In a controversial move, President Trump signed Executive Order 13769 into law. The order reduced the number of refugees that were allowed into the United States, suspended the U.S. Refugee Admissions Program for four months, and indefinitely barred entry for Syrian refugees. But the area of the order that attracted the most attention was a complete ban on immigration from countries that Homeland Security deemed as a threat to U.S. safety. In addition to Syria, these countries are identified as Iran, Iraq, Libya, Somalia, Sudan, and Yemen.
Enforcement of the new law began almost immediately by border officials. Reports soon came in about people from the aforementioned countries were barred from flights to the U.S, regardless of whether or not they had valid visas, to Muslim travellers that were just arriving to the U.S., only find themselves detained in the airport immediately after stepping off. In response, several states took the order to court and many of them blocked it. But it paled compared to the protests that followed in cities across the country.

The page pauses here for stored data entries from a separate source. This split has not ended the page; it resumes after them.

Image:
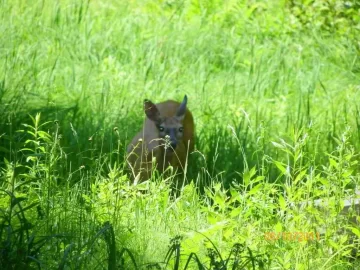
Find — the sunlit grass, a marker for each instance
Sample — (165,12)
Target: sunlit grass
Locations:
(276,109)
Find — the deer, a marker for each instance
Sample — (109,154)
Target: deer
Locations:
(166,139)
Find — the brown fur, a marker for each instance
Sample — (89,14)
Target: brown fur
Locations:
(146,144)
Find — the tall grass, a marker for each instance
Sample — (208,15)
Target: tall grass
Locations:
(276,105)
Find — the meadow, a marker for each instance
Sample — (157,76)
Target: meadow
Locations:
(274,88)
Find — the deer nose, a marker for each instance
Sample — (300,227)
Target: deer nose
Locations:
(173,145)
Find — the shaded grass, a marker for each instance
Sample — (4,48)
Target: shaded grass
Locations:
(271,103)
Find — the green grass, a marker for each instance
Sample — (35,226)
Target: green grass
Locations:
(274,90)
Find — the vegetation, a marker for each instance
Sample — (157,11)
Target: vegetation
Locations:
(274,90)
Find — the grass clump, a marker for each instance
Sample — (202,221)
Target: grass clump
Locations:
(273,88)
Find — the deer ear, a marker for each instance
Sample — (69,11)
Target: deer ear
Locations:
(180,113)
(151,111)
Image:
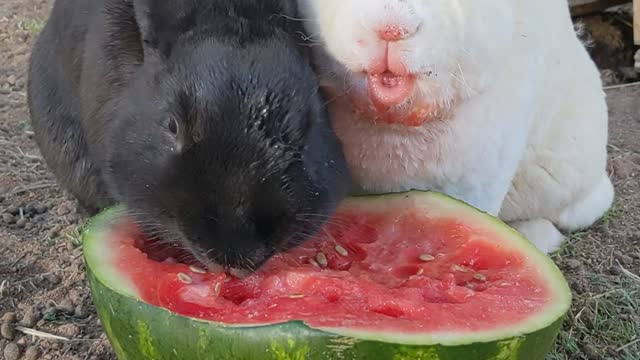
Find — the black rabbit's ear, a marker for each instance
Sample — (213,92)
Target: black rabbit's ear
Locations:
(160,23)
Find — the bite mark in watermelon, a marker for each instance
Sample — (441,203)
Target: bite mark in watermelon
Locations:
(415,275)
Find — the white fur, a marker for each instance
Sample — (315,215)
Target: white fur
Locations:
(523,127)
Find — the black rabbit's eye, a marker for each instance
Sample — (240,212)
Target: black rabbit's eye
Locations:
(173,126)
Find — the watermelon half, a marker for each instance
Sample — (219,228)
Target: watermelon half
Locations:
(415,275)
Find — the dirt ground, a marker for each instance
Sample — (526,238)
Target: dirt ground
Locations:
(43,291)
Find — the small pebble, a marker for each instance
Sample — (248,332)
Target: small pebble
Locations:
(66,307)
(80,312)
(615,270)
(22,341)
(625,259)
(9,317)
(12,351)
(7,331)
(63,210)
(40,208)
(13,210)
(31,353)
(52,278)
(29,319)
(75,297)
(69,331)
(8,218)
(55,231)
(21,222)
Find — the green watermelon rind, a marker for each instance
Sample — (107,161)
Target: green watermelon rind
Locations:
(138,330)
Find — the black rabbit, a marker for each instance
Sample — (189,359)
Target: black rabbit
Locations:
(203,117)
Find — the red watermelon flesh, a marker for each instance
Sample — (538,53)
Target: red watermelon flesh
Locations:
(405,270)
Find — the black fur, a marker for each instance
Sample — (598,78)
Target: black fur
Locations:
(204,117)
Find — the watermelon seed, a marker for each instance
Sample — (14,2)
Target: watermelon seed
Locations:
(342,251)
(184,278)
(197,270)
(322,259)
(426,258)
(480,277)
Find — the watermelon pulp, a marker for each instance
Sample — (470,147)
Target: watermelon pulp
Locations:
(412,268)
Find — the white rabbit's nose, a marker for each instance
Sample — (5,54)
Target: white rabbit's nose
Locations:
(396,21)
(395,32)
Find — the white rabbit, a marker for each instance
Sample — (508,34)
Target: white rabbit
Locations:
(495,102)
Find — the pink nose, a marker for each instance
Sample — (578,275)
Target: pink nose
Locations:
(394,32)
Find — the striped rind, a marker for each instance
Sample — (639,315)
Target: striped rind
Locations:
(138,330)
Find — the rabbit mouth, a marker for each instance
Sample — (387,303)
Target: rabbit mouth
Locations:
(388,90)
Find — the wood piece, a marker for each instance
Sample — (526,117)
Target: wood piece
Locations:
(636,24)
(586,7)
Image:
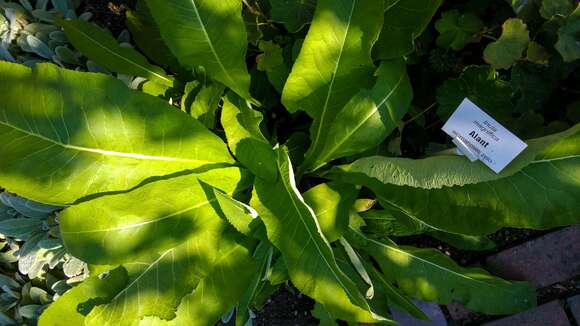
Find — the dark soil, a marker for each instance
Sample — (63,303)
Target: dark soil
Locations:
(108,14)
(286,308)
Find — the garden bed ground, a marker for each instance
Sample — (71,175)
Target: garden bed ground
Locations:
(287,307)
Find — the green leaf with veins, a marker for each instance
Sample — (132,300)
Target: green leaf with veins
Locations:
(568,36)
(456,30)
(146,34)
(99,46)
(331,203)
(404,20)
(219,289)
(370,116)
(333,64)
(292,227)
(153,218)
(429,275)
(92,144)
(292,14)
(209,34)
(526,9)
(527,194)
(483,86)
(160,284)
(394,296)
(510,47)
(242,126)
(78,302)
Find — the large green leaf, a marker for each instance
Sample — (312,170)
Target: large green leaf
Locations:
(147,36)
(72,307)
(429,275)
(292,227)
(370,116)
(331,203)
(101,47)
(159,285)
(333,64)
(540,189)
(92,135)
(220,289)
(155,217)
(242,126)
(404,20)
(206,33)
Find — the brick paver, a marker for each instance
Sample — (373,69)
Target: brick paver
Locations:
(432,310)
(550,314)
(574,304)
(544,261)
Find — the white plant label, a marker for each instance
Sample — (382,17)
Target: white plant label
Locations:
(479,137)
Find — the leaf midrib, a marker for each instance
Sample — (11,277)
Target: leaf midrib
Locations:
(209,42)
(295,192)
(102,151)
(428,262)
(363,121)
(315,142)
(131,226)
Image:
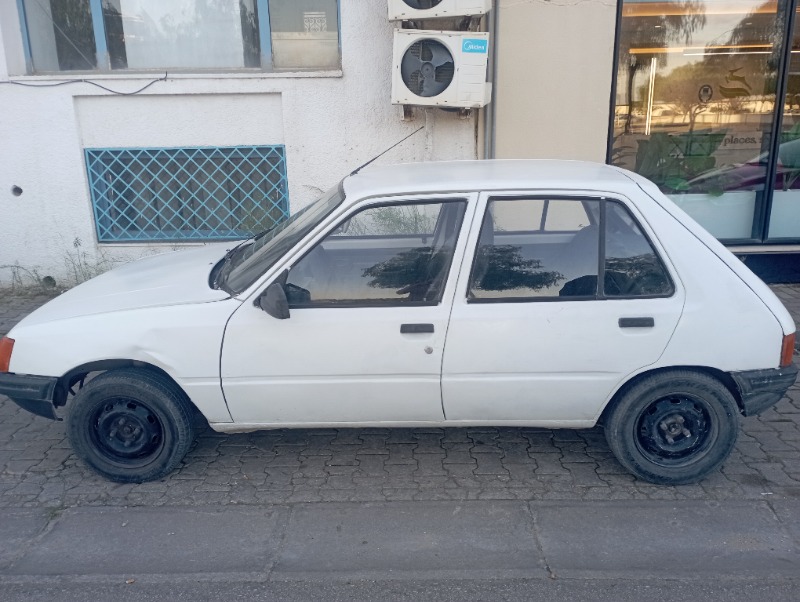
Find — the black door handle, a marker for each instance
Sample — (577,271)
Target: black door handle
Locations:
(636,322)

In various international airports across the country, including New York’s JFK Airport, lengthy protests were staged, calling for both an immediate repeal of the band and the release of detained passengers. But after protesting at the airports, some decided to take it even further and show New Yorkers what life could be like without Muslims.
On February 1st, delis and bodegas across the city, many of which are owned by Yemeni immigrants, closed down for eight hours in protest for the executive order. During the shutdown, a massive rally was held in front of Brooklyn’s Borough Hall for the rest of the evening. According to organizer Debbie Almontaser, a thousand businesses were involved in the shut down, with several other restaurants and stores participating out of support.
One such bodega that participated was the J.K. Deli And Grocery in Flushing, Queens. The store’s owner, Ali Mazumder, moved the U.S. in 1987 and has been operating the deli since the early 90s. “While thankfully nobody that I know was detained at JFK, I still felt that what Trump was doing wasn’t right and that he needed to get a loud and clear enough message from Muslims that he was doing more harm than good.”
While he was grateful by how customers were understanding towards him participating in the shutdown, Mazumder wishes that it didn’t have to come to a boycott. After spending years in the country and gradually establishing himself amongst the neighborhood with the store, Mazumder is disheartened by how quickly Trump managed to raise anti-Muslim sentiments both during the campaign and after his landslide victory. “Before Trump ever thought about running for any sort of public office, let alone president, I never once felt unwanted or scared because my background. After the election, reading stories about Muslims being profiled by strangers made me become more precautious whenever I’m not home. You never know when you might run into one of these crazy people.”
For now though, it’s business as usual in the city. Not just at J.K. Deli, but at the thousand other bodegas that voiced their opposition to Trump and his new immigration laws.